Autologous Mesenchymal Stem Cells Mobilize cKit+ and CD133+ Bone Marrow Progenitor Cells and Improve Regional Function in Hibernating Myocardium

Rationale: Mesenchymal stem cells (MSCs) improve function after infarction, but their mechanism of action remains unclear, and the importance of reduced scar volume, cardiomyocyte proliferation, and perfusion is uncertain. Objective: The present study was conducted to test the hypothesis that MSCs mobilize bone marrow progenitor cells and improve function by stimulating myocyte proliferation in collateral-dependent hibernating myocardium. Methods and Results: Swine with chronic hibernating myocardium received autologous intracoronary MSCs (icMSCs; approximate to 44x10(6) cells, n=10) 4 months after instrumentation and were studied up to 6 weeks later. Physiological and immunohistochemical findings were compared with untreated hibernating animals (n=7), sham-normal animals (n=5), and icMSC-treated sham-normal animals (n=6). In hibernating myocardium, icMSCs increased function (percent wall thickening of the left anterior descending coronary artery 24 +/- 4% to 43 +/- 5%, P<0.05), although left anterior descending coronary artery flow reserve (adenosine/rest) remained critically impaired (1.2 +/- 0.1 versus 1.2 +/- 0.1).
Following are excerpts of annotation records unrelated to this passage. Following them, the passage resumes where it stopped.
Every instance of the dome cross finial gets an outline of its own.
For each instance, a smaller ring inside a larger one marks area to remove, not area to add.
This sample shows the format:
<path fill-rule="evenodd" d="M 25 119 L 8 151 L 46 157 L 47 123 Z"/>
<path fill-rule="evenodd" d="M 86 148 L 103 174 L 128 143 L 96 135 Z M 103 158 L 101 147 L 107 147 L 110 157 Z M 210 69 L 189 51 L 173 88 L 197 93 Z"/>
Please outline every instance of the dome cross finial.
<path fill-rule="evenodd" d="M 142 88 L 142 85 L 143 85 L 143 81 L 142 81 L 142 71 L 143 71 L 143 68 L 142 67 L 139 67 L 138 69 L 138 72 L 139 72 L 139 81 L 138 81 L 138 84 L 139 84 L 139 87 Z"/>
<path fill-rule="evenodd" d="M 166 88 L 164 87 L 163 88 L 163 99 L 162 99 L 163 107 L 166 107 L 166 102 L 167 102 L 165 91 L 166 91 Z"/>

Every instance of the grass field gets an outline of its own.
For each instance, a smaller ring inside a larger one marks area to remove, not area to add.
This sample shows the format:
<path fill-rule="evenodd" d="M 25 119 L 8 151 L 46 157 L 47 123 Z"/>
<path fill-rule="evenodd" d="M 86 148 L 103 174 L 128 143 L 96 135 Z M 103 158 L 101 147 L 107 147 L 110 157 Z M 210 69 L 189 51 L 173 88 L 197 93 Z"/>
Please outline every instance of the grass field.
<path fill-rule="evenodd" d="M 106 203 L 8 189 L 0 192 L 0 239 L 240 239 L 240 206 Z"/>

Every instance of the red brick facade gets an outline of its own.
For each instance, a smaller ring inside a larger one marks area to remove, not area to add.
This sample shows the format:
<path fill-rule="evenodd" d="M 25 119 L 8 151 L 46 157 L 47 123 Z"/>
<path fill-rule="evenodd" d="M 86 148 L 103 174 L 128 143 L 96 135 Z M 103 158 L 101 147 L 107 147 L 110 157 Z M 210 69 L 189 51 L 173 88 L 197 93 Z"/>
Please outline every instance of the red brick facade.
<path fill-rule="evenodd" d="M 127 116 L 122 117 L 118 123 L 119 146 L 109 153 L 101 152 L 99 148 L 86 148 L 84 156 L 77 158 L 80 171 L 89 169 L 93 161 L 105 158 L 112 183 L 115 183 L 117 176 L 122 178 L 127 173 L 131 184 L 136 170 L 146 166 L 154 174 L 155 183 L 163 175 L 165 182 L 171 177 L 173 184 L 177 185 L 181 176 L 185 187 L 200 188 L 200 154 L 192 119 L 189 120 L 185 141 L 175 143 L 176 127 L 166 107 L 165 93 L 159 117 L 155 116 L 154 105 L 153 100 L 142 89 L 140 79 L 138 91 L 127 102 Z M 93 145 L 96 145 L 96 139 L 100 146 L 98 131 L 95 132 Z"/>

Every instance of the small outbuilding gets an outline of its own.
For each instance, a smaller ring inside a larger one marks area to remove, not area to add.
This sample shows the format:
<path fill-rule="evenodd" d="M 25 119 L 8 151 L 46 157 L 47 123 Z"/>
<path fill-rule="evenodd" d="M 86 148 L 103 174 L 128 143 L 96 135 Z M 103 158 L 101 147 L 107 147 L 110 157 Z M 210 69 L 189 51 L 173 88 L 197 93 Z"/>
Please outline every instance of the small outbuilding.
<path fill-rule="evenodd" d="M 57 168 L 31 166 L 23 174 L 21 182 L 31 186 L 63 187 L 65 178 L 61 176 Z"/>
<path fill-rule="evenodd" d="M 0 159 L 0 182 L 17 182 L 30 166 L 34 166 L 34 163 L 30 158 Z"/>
Circulating cKit(+) and CD133(+) bone marrow progenitor cells increased transiently after icMSC administration, with a corresponding increase in myocardial cKit(+)/CD133(+) and cKit(+)/CD133(-) bone marrow progenitor cells (total cKit(+) from 223 +/- 49 to 4415 +/- 866/10(6) cardiomyocytes, P<0.05). In hibernating hearts, icMSCs increased Ki67(+) cardiomyocytes (from 410 +/- 83 to 2460 +/- 610/10(6) nuclei, P<0.05) and phospho-histone H3-positive cardiomyocytes (from 9 +/- 5 to 116 +/- 12/10(6) nuclei, P<0.05). Myocyte nuclear number (from 75 336 +/- 5037 to 114 424 +/- 9564 nuclei/mm(3), P<0.01) and left ventricular mass (from 2.5 +/- 0.1 to 2.8 +/- 0.1 g/kg, P<0.05) increased, yet myocytes were smaller (14.5 +/- 0.4 versus 16.5 +/- 0.4 mu m, P<0.05), which supports endogenous cardiomyocyte proliferation. In sham-normal animals, icMSCs increased myocardial bone marrow progenitor cells with no effect on myocyte proliferation or regional function. Conclusions: Our results indicate that icMSCs improve function in hibernating myocardium independent of coronary flow or reduced scar volume. This arises from stimulation of myocyte proliferation with increases in cKit(+)/CD133(+) bone marrow progenitor cells and cKit(+)/CD133(-) resident stem cells, which increase myocyte number and reduce cellular hypertrophy. (Circ Res. 2011;109:1044-1054.)